Why are they socialized this way? You can consult Karl Marx, you can consult David Riesman. This makes people SPEND MONEY. Of course, spending money and more money, and still not getting what you need, introduces yet more tension and dissatisfaction into an already volatile relationship. This also makes people easy to manipulate in certain other predictable ways that are very important to the socio-economic and political elites — particularly at work and in the voting booth.

This is hard to solve, because it’s unrecognized by those who suffer from it the most, and they will deny it’s true. Usually those will be angry denials. (The real tipoff comes when a women who has been trained to hate herself meets up with a woman who is self-possessed and openly displays it. Watch the sparks fly.)

Anyone who has lived for any substantial length of time outside of the English-speaking world knows exactly what I’m talking about. The systematic undermining of women’s sense of self hasn’t made the same strides elsewhere.”


16 06 2009

Here’s a very intelligent discussion of why many Caucasian men are primarily interested in Asian women:

Buried in the middle of that discussion  — which is fascinating in itself — is this jewel of a comment:

“Speaking as a white female who has always been attracted to sexy East Asian men, I have a few thoughts about this dynamic.

Generally speaking, women always have a lower social status in their own society than men.

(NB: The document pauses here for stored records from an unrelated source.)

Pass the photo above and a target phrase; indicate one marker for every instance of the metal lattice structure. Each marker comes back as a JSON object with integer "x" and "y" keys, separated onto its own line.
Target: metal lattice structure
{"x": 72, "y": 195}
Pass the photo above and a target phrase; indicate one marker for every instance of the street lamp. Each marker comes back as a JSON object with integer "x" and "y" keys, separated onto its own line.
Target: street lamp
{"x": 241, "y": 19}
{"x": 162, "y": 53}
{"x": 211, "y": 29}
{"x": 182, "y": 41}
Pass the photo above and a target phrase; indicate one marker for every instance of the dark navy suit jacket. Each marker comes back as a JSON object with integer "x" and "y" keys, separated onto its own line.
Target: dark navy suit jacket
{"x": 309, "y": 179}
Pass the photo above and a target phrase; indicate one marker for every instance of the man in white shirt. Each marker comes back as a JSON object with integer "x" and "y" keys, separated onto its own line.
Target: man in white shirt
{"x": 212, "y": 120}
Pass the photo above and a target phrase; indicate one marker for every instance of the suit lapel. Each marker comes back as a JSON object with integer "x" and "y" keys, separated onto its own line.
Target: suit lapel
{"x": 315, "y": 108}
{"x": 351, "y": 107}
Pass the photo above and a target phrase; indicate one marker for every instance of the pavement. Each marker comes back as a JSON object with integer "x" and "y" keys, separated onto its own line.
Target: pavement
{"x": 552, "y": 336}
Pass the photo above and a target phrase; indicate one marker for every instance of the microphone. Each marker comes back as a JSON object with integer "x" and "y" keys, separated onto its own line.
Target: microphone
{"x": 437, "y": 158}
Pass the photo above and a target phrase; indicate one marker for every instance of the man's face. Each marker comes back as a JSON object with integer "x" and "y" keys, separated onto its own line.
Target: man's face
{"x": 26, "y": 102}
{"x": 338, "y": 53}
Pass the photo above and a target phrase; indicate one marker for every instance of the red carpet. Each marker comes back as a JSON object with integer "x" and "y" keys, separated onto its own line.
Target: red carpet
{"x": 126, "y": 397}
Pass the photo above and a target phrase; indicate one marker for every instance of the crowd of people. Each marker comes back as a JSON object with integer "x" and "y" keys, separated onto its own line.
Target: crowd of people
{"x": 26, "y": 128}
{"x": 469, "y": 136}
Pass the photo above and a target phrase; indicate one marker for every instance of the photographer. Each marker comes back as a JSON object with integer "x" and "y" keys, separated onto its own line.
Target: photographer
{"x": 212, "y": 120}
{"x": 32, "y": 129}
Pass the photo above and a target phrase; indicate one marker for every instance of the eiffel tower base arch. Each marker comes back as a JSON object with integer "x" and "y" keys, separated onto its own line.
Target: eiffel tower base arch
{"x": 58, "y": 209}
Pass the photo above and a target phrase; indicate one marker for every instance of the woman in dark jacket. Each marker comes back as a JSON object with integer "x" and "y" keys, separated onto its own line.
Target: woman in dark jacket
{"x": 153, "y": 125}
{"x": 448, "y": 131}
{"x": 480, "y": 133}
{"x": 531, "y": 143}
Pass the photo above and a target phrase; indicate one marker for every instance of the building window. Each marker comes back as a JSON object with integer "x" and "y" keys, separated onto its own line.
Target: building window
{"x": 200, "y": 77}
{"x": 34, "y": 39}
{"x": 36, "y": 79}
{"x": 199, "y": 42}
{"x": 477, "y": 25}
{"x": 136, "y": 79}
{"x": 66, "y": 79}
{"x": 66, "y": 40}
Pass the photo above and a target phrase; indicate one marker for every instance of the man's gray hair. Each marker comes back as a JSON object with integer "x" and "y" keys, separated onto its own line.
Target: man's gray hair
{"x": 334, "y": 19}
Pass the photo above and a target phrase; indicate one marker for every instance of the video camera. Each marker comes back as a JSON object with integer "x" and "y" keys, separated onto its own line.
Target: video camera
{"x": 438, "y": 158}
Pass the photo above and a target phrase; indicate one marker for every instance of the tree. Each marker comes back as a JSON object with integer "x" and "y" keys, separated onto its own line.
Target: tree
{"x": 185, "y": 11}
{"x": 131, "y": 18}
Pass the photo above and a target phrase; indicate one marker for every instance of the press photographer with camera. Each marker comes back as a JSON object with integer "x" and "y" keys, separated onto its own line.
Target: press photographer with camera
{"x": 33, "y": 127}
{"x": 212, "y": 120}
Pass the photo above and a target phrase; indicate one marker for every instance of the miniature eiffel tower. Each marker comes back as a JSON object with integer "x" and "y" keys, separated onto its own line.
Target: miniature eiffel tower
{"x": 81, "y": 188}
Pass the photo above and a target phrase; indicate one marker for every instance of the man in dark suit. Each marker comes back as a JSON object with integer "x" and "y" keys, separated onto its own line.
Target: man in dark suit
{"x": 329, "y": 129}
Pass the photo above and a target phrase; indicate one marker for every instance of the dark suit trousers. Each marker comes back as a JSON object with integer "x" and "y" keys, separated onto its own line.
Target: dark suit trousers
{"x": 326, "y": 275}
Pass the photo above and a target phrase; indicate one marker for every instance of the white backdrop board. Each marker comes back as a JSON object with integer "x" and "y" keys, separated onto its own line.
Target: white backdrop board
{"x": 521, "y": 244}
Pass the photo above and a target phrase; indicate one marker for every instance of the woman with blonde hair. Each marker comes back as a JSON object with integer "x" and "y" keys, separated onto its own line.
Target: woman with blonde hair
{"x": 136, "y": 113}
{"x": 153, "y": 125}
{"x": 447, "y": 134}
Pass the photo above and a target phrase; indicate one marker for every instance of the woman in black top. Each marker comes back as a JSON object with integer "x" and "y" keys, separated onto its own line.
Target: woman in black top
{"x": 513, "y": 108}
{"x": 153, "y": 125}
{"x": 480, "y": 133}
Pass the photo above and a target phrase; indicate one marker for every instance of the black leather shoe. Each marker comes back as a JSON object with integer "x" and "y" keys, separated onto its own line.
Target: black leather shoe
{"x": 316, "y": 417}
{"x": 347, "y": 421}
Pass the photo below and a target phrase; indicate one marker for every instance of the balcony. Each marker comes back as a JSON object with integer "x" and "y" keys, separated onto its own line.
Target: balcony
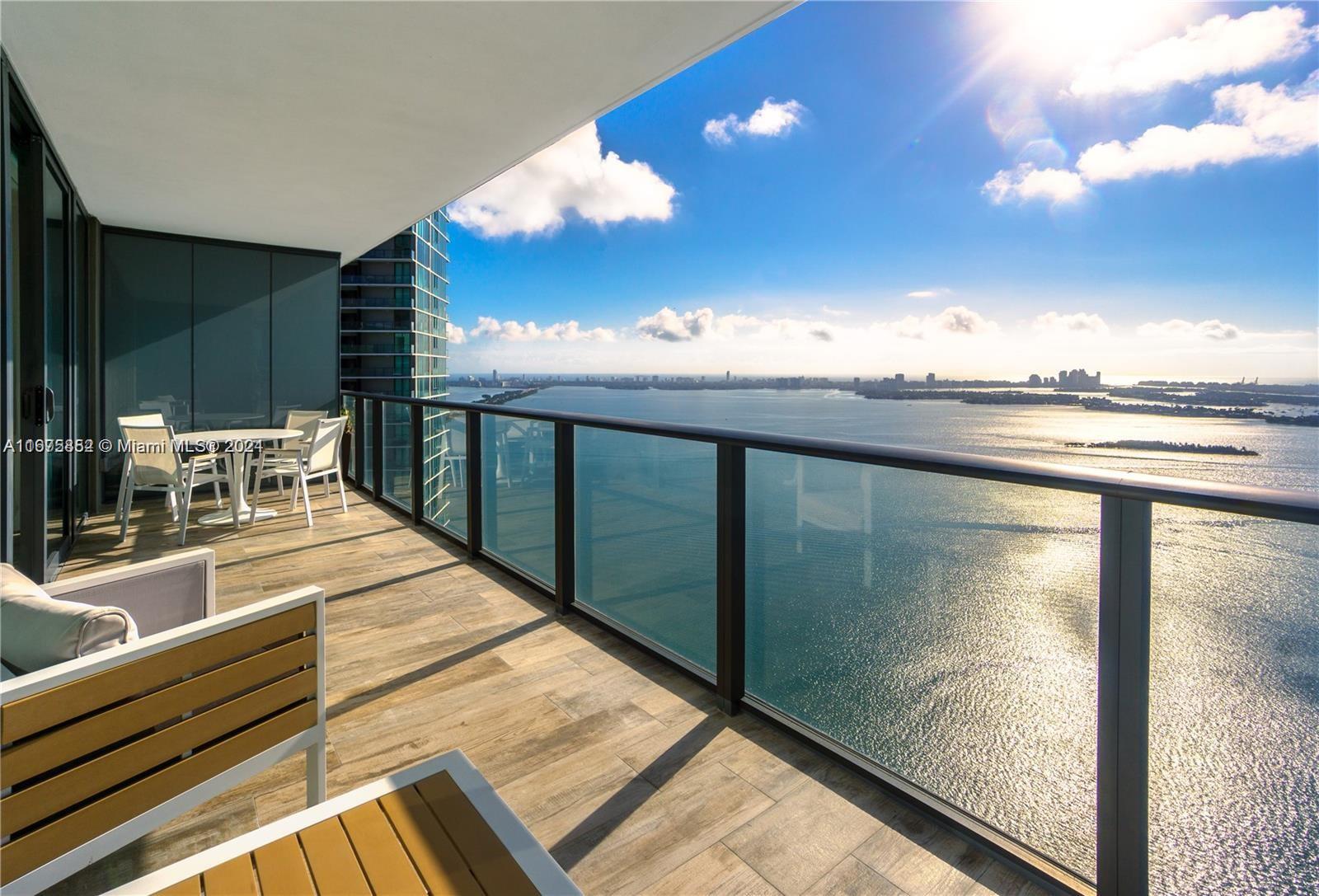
{"x": 623, "y": 767}
{"x": 868, "y": 601}
{"x": 375, "y": 280}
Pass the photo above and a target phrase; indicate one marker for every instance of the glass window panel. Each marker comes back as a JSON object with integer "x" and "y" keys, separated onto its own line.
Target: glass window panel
{"x": 646, "y": 536}
{"x": 1233, "y": 705}
{"x": 368, "y": 436}
{"x": 354, "y": 433}
{"x": 450, "y": 509}
{"x": 231, "y": 340}
{"x": 305, "y": 333}
{"x": 518, "y": 492}
{"x": 147, "y": 327}
{"x": 943, "y": 627}
{"x": 59, "y": 485}
{"x": 397, "y": 454}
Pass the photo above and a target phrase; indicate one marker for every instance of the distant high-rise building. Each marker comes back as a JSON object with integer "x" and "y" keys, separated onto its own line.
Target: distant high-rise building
{"x": 1078, "y": 379}
{"x": 393, "y": 340}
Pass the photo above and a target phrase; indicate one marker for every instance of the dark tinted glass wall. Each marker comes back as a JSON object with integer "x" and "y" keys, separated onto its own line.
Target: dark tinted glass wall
{"x": 148, "y": 329}
{"x": 303, "y": 331}
{"x": 231, "y": 337}
{"x": 215, "y": 335}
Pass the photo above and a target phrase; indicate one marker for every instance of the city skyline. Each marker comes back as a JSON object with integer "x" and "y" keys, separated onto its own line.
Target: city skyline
{"x": 1131, "y": 188}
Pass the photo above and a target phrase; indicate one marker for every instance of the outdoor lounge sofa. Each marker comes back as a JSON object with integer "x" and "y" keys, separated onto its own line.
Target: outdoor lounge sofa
{"x": 102, "y": 748}
{"x": 99, "y": 750}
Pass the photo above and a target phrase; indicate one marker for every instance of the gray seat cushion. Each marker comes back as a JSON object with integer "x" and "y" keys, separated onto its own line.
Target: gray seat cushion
{"x": 39, "y": 631}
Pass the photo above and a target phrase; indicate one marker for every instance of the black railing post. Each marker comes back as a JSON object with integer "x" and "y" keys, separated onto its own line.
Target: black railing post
{"x": 378, "y": 448}
{"x": 474, "y": 483}
{"x": 359, "y": 443}
{"x": 1124, "y": 696}
{"x": 419, "y": 479}
{"x": 565, "y": 538}
{"x": 731, "y": 573}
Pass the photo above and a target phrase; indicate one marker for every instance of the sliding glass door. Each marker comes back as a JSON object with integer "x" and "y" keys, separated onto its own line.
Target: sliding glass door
{"x": 44, "y": 287}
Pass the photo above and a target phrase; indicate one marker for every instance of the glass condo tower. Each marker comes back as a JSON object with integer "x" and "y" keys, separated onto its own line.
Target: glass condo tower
{"x": 393, "y": 340}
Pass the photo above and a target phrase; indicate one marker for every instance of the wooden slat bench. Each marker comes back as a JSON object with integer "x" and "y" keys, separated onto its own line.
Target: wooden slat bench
{"x": 101, "y": 750}
{"x": 437, "y": 828}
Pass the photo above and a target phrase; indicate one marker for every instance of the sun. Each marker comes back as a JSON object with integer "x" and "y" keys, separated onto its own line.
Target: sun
{"x": 1062, "y": 36}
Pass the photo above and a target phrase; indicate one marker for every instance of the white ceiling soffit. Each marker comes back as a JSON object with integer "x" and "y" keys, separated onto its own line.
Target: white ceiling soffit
{"x": 330, "y": 125}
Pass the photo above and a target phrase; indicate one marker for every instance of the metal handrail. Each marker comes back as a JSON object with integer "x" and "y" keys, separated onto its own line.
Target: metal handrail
{"x": 1290, "y": 504}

As a result, within their cultures, women are much more oppressed than men — but paradoxically, if they should venture outside their culture, they may have a lot more freedom to experiment than men from their society would.

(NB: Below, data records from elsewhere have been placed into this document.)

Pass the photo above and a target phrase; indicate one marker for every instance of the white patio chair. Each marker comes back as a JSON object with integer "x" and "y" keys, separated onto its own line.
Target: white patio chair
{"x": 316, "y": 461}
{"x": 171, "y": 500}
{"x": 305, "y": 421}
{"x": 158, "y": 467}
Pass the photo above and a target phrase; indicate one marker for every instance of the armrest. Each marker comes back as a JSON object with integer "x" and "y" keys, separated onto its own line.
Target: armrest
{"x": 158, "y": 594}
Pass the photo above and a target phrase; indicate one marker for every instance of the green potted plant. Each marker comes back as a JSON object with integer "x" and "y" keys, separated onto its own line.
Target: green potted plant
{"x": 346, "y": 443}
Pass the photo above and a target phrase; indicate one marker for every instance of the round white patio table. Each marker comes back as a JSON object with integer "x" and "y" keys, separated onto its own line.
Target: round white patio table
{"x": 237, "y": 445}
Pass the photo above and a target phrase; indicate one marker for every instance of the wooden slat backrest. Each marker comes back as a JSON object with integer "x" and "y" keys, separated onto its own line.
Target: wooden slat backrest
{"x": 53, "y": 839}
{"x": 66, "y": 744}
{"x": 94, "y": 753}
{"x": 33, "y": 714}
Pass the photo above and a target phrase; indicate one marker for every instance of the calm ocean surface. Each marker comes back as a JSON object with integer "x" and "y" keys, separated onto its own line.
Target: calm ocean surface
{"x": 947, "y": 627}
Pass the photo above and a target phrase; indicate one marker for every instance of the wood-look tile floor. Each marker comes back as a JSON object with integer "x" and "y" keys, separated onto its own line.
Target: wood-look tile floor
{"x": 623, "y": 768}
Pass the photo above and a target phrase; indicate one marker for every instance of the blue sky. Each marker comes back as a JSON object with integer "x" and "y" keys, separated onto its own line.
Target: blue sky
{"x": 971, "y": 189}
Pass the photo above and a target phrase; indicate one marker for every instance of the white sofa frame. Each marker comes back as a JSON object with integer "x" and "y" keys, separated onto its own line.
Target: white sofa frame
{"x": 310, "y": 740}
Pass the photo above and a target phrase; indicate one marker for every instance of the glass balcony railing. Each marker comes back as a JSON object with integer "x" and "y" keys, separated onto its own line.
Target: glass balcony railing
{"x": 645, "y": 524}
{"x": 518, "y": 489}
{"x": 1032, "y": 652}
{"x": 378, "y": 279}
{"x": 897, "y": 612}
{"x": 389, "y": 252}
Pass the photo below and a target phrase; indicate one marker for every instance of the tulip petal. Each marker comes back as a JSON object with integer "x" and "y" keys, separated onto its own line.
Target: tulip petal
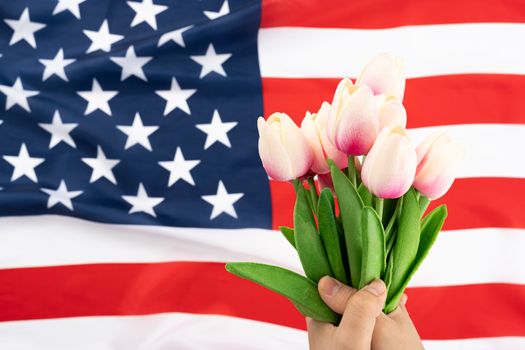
{"x": 385, "y": 75}
{"x": 298, "y": 150}
{"x": 342, "y": 92}
{"x": 273, "y": 155}
{"x": 390, "y": 167}
{"x": 437, "y": 171}
{"x": 321, "y": 122}
{"x": 310, "y": 131}
{"x": 358, "y": 123}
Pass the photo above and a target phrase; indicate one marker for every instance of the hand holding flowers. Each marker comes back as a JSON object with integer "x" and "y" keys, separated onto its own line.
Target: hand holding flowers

For example: in Western societies, men are esteemed above women, and this situation penalizes women in many ways with one huge exception: as children, girls who are “tomboys” are tolerated, encouraged and admired (for “aspiring” above their lowly female status), while boys who are “sissies” are despised, rejected and often brutalized (for disrespecting the Sacred Masculine and transgressively choosing a lower status). Hence, girls have much more freedom to explore their personalities as they grow up. Boys are mostly condemned to force themselves into a narrow box of “Not-Feminine” qualities; if they are gentle, or artistic, or intellectual, or pretty much anything that’s not loud, coarse, violent, aggressive and dominating, they are branded as “faggots,” irrespective of their sexual orientation.

In East Asian societies, women’s lower and men’s higher status is even more exaggerated than in the West. As a result, Asian women may have quite a bit more freedom to explore the world outside their culture of origin, and unsurprisingly, many Asian women have enjoyed exploring Western men and have found beloved partners from foreign cultures. Asian men, on the other hand, are often paralyzed by the expectations of their families to the point where, no matter how attracted they might be to a woman from a different culture, it is simply unimaginable to become involved.”


(In other words, “Yes Virginia, it is possible to be a male heterosexual and yet be gentle, sensitive, artistic, imaginative, creative, and not interested in football.”)

Set in boldface in the quoted  language is nothing less the story of my childhood and youth. I never heard anyone else describe it ’til now. But for some time I’ve known that the deviation from the norm (of East Texas) described in the quote was a large source of the ostracism I received as a child. For a long time I’ve also understood that that deviation was normal, etc.  Still, to hear, at last,  someone else state a truth that one has unearthed all on one’s own somehow makes its truth more substantial.

As I get older I am repeatedly amazed that I understand and can articulate truths about society and myself, that, if I had been able to understand them at 20, would have changed my life infinitely for the better.